In “Cognition and stereotypes in Guess Who is Coming to Dinner: A semiotic and social psychological perspective”, Anna Rédei provides a neat summary of the dynamic play of stereotyping and normative codes in a modern classic film. It shows the continuing utility of one semiotic modality to be able to interact with and interpret the mutable construction of social mores, especially of gender and race, as expressed in mainstream cinema.

 

Geo-Political Review of Structuralist Theory,” by Geoffrey Sykes offers a brief but illuminating insight into a lesser known stage of the development of semiotic theory by the keynote thinker Claude Lévi-Strauss.
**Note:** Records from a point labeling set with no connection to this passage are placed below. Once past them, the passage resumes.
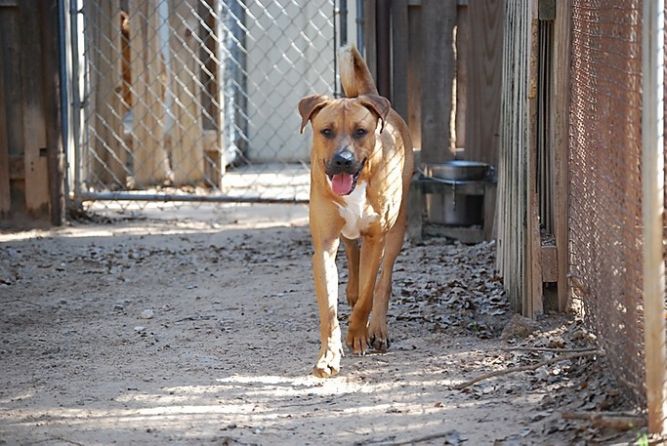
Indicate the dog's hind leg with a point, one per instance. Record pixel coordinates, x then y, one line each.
370 258
352 254
326 290
378 334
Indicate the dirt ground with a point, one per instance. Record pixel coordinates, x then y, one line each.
199 326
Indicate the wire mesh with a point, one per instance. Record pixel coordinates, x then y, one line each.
198 97
605 181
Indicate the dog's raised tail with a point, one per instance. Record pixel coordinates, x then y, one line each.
354 73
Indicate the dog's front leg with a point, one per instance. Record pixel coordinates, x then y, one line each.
372 248
326 288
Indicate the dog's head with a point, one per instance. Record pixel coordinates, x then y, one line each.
343 135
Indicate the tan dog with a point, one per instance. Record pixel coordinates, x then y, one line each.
361 165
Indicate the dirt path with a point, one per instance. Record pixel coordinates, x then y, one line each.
188 332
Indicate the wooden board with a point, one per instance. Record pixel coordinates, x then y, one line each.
34 135
108 156
463 47
533 280
485 41
48 15
370 36
187 138
400 60
5 193
414 78
437 78
151 165
560 143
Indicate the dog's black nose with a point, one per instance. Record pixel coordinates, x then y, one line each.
343 159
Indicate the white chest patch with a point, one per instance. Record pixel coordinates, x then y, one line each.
356 212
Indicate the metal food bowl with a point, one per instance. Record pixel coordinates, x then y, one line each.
458 199
458 170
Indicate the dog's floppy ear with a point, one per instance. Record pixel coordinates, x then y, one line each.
378 105
310 105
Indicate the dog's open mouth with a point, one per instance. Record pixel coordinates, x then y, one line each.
343 183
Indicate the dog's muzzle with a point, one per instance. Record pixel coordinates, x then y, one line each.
343 171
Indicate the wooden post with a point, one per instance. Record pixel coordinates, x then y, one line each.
108 155
400 42
463 54
484 61
653 181
560 103
370 36
151 164
484 50
187 138
414 78
533 285
34 134
438 80
48 15
5 192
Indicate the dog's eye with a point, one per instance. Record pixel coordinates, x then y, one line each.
360 133
327 133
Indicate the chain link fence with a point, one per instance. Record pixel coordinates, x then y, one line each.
606 183
196 99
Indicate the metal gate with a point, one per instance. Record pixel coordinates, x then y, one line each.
195 100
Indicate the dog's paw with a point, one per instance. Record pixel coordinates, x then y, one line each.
357 339
328 364
378 336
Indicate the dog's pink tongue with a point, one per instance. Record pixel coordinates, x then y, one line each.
342 183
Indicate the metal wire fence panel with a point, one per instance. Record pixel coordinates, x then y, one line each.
605 180
199 96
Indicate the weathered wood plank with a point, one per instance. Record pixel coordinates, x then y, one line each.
437 79
5 192
560 95
151 164
463 47
370 36
549 257
187 135
485 42
108 155
534 287
51 81
653 182
34 135
400 60
414 79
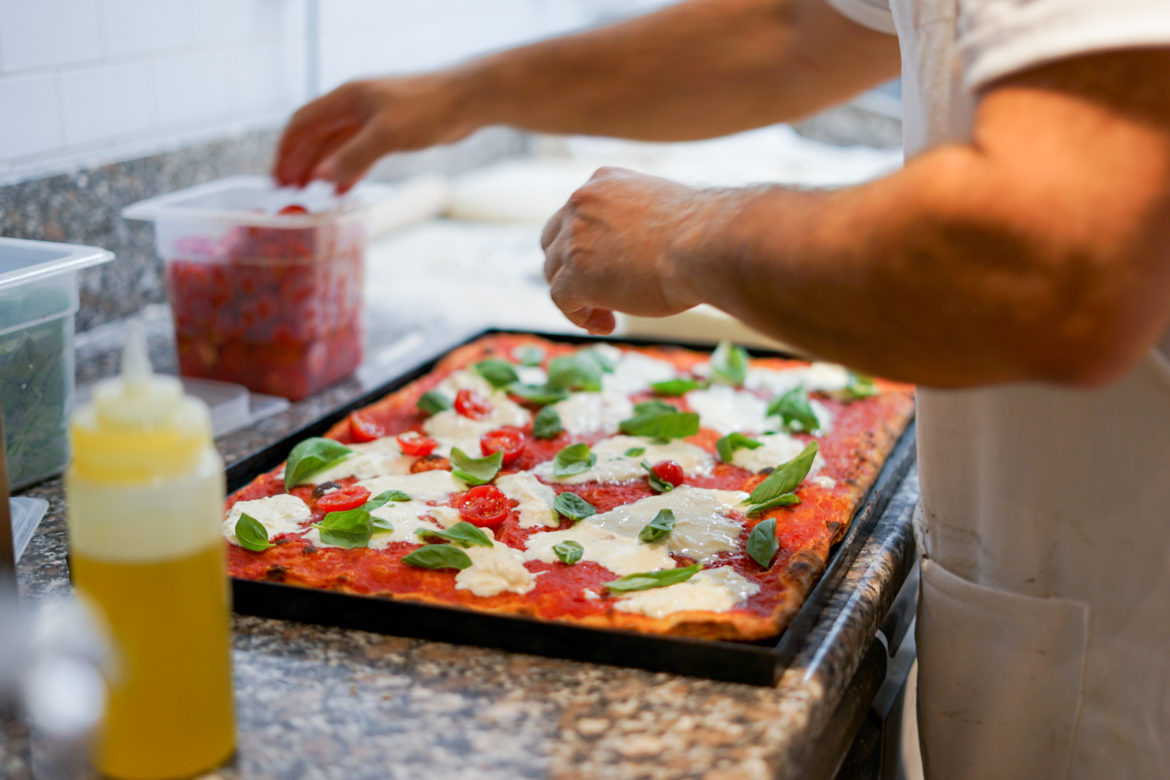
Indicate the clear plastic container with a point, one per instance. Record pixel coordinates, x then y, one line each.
266 299
38 303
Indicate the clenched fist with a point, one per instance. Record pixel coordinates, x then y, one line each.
623 242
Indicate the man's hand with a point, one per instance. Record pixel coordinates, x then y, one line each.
341 135
618 243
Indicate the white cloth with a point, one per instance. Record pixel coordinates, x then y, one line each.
1044 629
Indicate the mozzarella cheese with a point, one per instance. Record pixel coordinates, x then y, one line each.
702 527
281 513
715 589
727 409
451 428
587 413
535 499
819 377
614 466
619 553
494 571
634 372
424 485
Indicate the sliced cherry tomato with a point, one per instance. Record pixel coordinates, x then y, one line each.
509 441
363 428
415 443
484 505
349 497
668 471
472 405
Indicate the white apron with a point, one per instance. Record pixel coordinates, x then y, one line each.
1044 620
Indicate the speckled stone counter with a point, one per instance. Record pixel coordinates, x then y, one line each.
317 702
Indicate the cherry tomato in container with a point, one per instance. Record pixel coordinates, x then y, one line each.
668 471
484 505
346 498
415 444
472 405
509 441
364 428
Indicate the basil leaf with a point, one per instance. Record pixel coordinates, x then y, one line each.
647 580
573 506
311 456
252 535
499 373
349 529
860 386
661 423
785 478
659 527
433 402
729 364
580 371
384 498
783 499
573 460
675 386
539 394
462 533
762 543
658 484
728 444
475 470
569 551
654 405
795 411
438 557
546 423
529 356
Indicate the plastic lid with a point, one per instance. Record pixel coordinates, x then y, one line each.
139 425
23 261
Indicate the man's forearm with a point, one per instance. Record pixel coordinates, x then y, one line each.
693 70
1043 257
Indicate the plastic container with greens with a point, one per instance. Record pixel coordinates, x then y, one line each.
38 303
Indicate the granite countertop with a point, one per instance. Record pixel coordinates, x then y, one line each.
315 702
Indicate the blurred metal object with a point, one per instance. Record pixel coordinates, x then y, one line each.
7 546
50 672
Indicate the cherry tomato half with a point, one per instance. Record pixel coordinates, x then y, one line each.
415 443
484 505
363 428
349 497
472 405
509 441
668 471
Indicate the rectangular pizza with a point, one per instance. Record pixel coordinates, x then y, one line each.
655 489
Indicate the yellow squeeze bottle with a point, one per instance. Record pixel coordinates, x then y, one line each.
145 504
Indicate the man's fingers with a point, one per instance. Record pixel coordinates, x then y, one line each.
351 161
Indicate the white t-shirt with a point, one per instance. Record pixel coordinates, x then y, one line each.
1045 622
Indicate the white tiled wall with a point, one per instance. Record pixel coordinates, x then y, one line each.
85 80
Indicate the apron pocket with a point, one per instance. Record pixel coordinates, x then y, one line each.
999 680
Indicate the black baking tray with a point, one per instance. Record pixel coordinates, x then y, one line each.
758 663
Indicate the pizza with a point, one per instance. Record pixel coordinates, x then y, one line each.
655 489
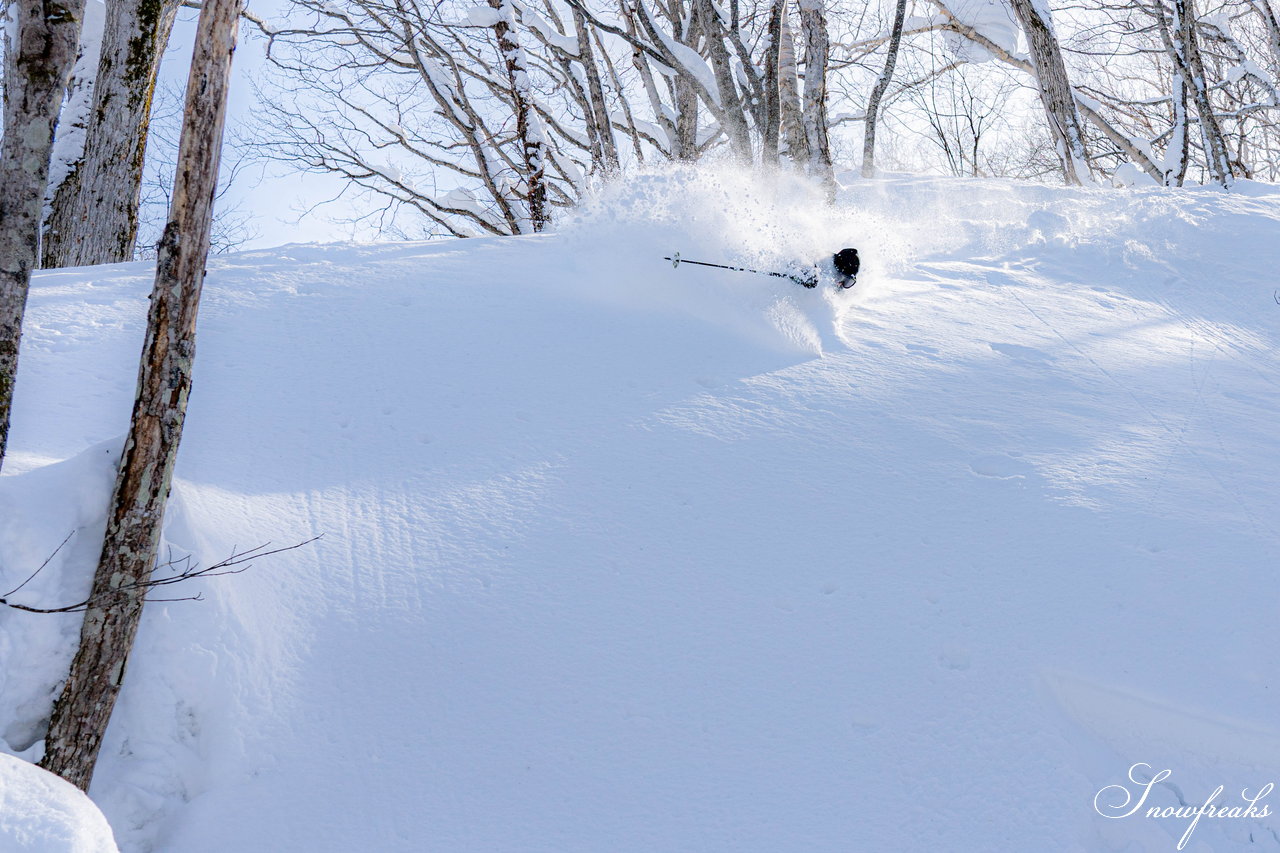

The paper runs counter to post structural assumptions, commenced by Michel Foucault, that structuralism was a meta cognitive theory unmotivated and inapplicable to political and historical circumstances. “A lesser known but key milestone in any modern theory of social construction, identity and semiotic studies”, it argues, ”can be found in an article commissioned by UNESCO from Claude Lévi-Strauss for a collection on art and science that was published in 1952 as ‘Race and History’. The paper represented the fulfilment of a plan by Lévi-Strauss to adopt the ‘rigorous approach’ of the linguistics of Saussure into the ‘field of social organization’.” The field was the changing patchwork of the world’s map, such as it was in 1952 – where Lévi-Strauss uses structuralist theory to argue in favour of post-colonial emancipation and the emerging diversity of geo-political entities. The paper argues for the relevance of this under-used application of semiology for approaching contemporary issues of geo-political regionalism.